ACLU demands FBI explain request to wiretap Facebook Messenger

ACLU demands FBI explain request to wiretap Facebook Messenger

The American Civil Liberties Union (ACLU) today filed a motion with a Federal court requesting documents pertaining to an FBI attempt to force Facebook to hack its own Messenger service be unsealed.

The US Department of Justice (DOJ) unsuccessfully tried to order Facebook to alter its Messenger code earlier this year. The request came as part of an FBI case against alleged MS-13 gang members accused of violent crimes.

What the government sought at the time was access to encrypted Messenger calls. According to reports from Reuters and the Washington Post, a judge denied the request and a subsequent motion to hold Facebook in contempt for its refusal to comply with the DOJ order.

Facebook’s Messenger app can be used to make voice calls over the internet as well as sending text messages. The FBI reportedly already has text messages from the alleged gang members, but isn’t able to “wiretap” the voice service due to Messenger’s end-to-end encryption for calls. So the DOJ ordered Facebook to “decrypt” the calls.

The social network reportedly declined the demand on the basis that it would essentially require the social network to rewrite a substantial portion of the app’s code and “hack” its own users.

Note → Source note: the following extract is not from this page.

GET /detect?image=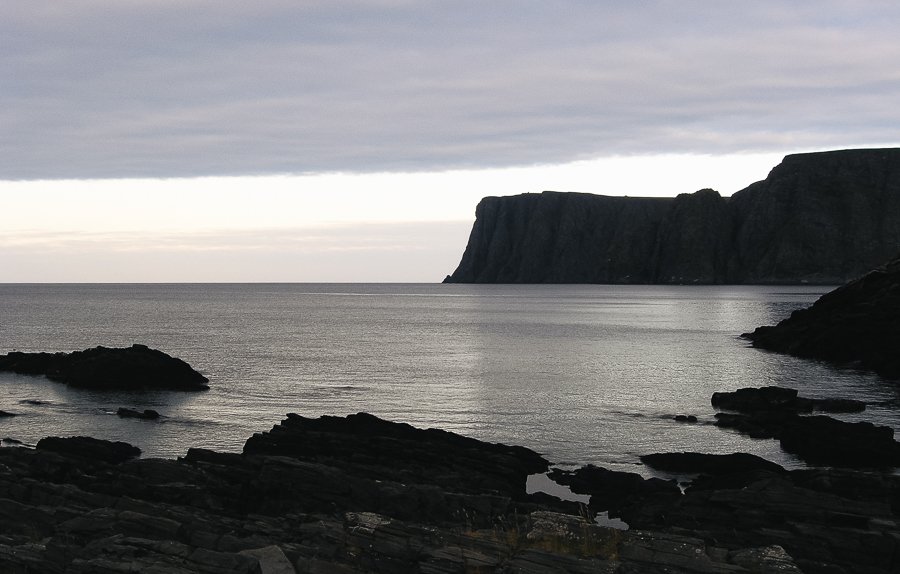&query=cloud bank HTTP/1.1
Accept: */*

[0,0,900,179]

Apple CEO Tim Cook found his company in a similar situation in 2016 when authorities demanded he bypass iPhone security on a device used by a terrorist. As is the case with Facebook now, Cook declined.

But, to his credit, his reasoning was that Apple is dedicated to the privacy of its users, and he wasn’t willing to set a precedent that endangered the privacy of hundreds of millions of people.

The ACLU, on behalf of all US citizens, now wants to know exactly why the FBI thought it could compel Facebook to hack its own users. A representative told TNW:

We’re asking the court to make public the legal reasoning that decided the case, what authority the Justice Department thought it had to force Facebook to undermine its security infrastructure, and why the court determined the government was wrong.

The bottom line is the US government is making decisions about our privacy behind closed doors, in the shadows of justice. And, since there’s no reason to believe law enforcement agencies won’t continue to test the limits of our right to privacy, it follows that those who are opposed to government overreach should have access to case records in order to study and understand precedent.